Ja, ich weiß, es ist vollkommen meine Schuld, dass ich keinen All-Net-All-Flat-Vertrag habe, mit dem ich sogar vom Mond ohne Zusatzkosten telefonieren kann.
Hab ich halt nicht!
Ach, das ist doch alles totaler Schrott. Lug und Trug und schöner Schein.

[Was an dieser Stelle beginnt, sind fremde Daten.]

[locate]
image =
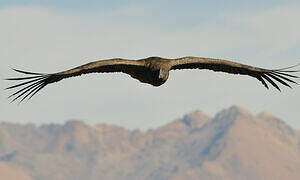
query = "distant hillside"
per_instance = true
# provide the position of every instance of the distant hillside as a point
(232, 145)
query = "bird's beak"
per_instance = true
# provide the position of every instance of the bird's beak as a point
(162, 74)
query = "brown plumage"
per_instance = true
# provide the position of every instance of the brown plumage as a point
(152, 70)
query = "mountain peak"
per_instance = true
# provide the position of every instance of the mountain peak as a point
(232, 113)
(266, 115)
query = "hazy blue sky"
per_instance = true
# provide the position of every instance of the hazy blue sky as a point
(50, 36)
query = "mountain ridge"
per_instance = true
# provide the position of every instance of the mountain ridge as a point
(234, 144)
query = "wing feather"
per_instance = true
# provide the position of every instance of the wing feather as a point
(282, 75)
(37, 81)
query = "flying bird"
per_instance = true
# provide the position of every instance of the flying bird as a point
(151, 70)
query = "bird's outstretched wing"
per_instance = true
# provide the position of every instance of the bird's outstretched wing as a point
(36, 81)
(283, 76)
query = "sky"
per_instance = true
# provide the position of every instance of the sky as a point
(52, 36)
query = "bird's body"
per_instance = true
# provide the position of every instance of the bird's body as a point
(152, 70)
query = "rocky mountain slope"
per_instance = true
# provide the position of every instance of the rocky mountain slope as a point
(233, 145)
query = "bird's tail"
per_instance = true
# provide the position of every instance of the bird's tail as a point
(30, 85)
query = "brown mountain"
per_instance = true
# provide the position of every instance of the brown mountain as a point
(233, 145)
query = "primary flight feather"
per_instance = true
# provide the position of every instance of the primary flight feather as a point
(152, 70)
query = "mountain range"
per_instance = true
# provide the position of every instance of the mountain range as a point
(234, 144)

Hört sich wundervoll glitzernd und modern an, aber wenn man mal in ein Problem läuft, dann zeigt sich der vergammelte und vollkommen brüchige Unterbau der ganzen Digitalscheiße.

Ein wesentliches Problem der Digitalisierung ist die Herangehensweise.
Würden Häuser so gebaut werden wie Software, wären wir alle bestenfalls obdachlos und im Worst Case tot und begraben unter den zusammengestürzten Trümmern unserer Häuser.
Warum wird nicht langsam – dafür von Grund auf – losdigitalisiert, anstatt immer den fünften Schritt vor dem ersten machen zu wollen.
Das klappt nicht.
Wir haben in absehbarer Zeit keine Flugtaxis zu erwarten, wenn wir nicht einmal flächendeckend Glasfaser verbuddelt (und auch angebunden!) bekommen.
Liebe Digitalsekretärin Bär und alle weiteren (politisch von der digitalen Rundumversorgung träumenden) Politiker:
Es kann kein stabiles Haus vom Dach abwärts gebaut werden.
Wir brauchen ein Fundament.
Und dieses Fundament muss auch gut ausgetrocknet sein, ansonsten haben wir ruck-zuck Schimmel in den Wänden und die gesamte Elektrik muss wieder rausgerissen werden.
Echt mal jetzt, habt ihr nie mit Lego gespielt?
Sobald das Ding fertig war konnte man super damit spielen.
Aber es muss erstmal gebaut werden. Aus einzelnen Steinen.
Wenn ein Stein fehlte, konnte das vorgestellte (oder vorgegebene) Ding nicht fertig gebaut werden.